Considering that the situation of close contact between pedestrians and individuals basically does not exist in the conventional man-machine hybrid environment, and the space occupation of single pedestrians is small, the volume factors of the pedestrians and the mutual extrusion conditions generated by crowding can be ignored. Therefore, in order to unify the expression form of the interaction force, the pedestrian and the obstacle are expressed by adopting a point model in the concrete implementation. The single pedestrian corresponds to a single particle model, and the obstacles with different forms are replaced by a dot matrix conforming to the outline characteristics of the obstacle, so that the environment representation of the dot model is formed. When analyzing a single pedestrian, consider the resultant force that all particles except the current point produce on it. The expression of the resultant force is as (1)

Resultant forceAttraction of the target point to the pedestrian>Mutual repulsive force ∈10 between pedestrians>Repulsive force of obstacle to pedestrian->Attractive +.>Four items.

The attraction force of the target point is the driving force in the movement of the pedestrian, and guides the pedestrian to move to the target position. The attractive force adjusts the pedestrian speed direction to gradually approach the target point direction, and simultaneously promotes the pedestrian to gradually accelerate to an ideal speed. In the absence of obstruction by an obstacle, the pedestrian will perform a uniform acceleration movement until the maximum speed is reached, so that the attraction effect of the target point is expressed here by the acceleration, as expressed in (2)

Wherein the method comprises the steps ofFor the ideal speed size +.>Is the target directionUnit vector->Is the current velocity vector. Because the pedestrians have certain reaction time, the surrounding environment can also bring certain interference, so that the pedestrians are difficult to reach an ideal state in actual movement. The relaxation time tau is calculated by adding a correction factor to the formula _α This phenomenon is described. The relaxation time expresses the length of time required by the pedestrian to adjust the motion state of the pedestrian under the actual condition, and the pedestrian gradually approaches the ideal speed in the time interval.

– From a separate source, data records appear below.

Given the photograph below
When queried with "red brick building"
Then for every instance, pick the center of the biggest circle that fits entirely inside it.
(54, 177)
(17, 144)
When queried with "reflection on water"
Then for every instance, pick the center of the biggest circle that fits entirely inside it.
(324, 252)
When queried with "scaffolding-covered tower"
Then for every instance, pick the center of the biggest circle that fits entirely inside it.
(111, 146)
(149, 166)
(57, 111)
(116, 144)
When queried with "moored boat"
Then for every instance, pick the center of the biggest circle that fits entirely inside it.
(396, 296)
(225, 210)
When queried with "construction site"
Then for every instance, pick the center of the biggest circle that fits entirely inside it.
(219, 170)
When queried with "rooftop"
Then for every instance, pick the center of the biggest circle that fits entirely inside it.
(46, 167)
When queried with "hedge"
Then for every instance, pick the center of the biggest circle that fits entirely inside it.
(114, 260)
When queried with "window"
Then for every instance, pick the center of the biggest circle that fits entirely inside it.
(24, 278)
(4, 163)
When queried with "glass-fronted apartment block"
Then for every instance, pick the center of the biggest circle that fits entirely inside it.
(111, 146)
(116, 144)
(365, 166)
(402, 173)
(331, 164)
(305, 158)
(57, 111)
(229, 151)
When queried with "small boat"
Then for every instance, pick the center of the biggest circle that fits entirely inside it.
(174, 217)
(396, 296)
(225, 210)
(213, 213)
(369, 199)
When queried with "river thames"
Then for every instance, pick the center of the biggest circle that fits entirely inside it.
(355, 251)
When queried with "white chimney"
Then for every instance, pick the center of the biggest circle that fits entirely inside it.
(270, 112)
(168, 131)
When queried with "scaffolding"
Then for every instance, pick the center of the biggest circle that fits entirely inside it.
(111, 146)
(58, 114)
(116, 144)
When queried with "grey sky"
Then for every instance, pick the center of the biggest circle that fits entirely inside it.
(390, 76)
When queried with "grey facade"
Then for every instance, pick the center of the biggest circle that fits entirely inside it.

Dynamic pedestrians and static obstacles block the pedestrian from moving to the target point if the repulsive force of the current pedestrian. Because the point model is selected to express the current environment, the repulsive force of pedestrians and obstacles is converted into repulsive force between points. The repulsive force increases as the distance between the two points decreases, but the speed of decrease varies in the various directions of the pedestrian. According to the social regulation of pedestrians in public places, the pedestrians need a certain comfortable movement space. The space extends back and forth in the direction of movement and is relatively short in the direction of vertical movement, representing the general area of movement of the pedestrian, i.e. the area required for the necessary avoidance. The area is described here in terms of elliptical equipotential lines, as shown in fig. 4.

The definition of the ellipse is shown as (3)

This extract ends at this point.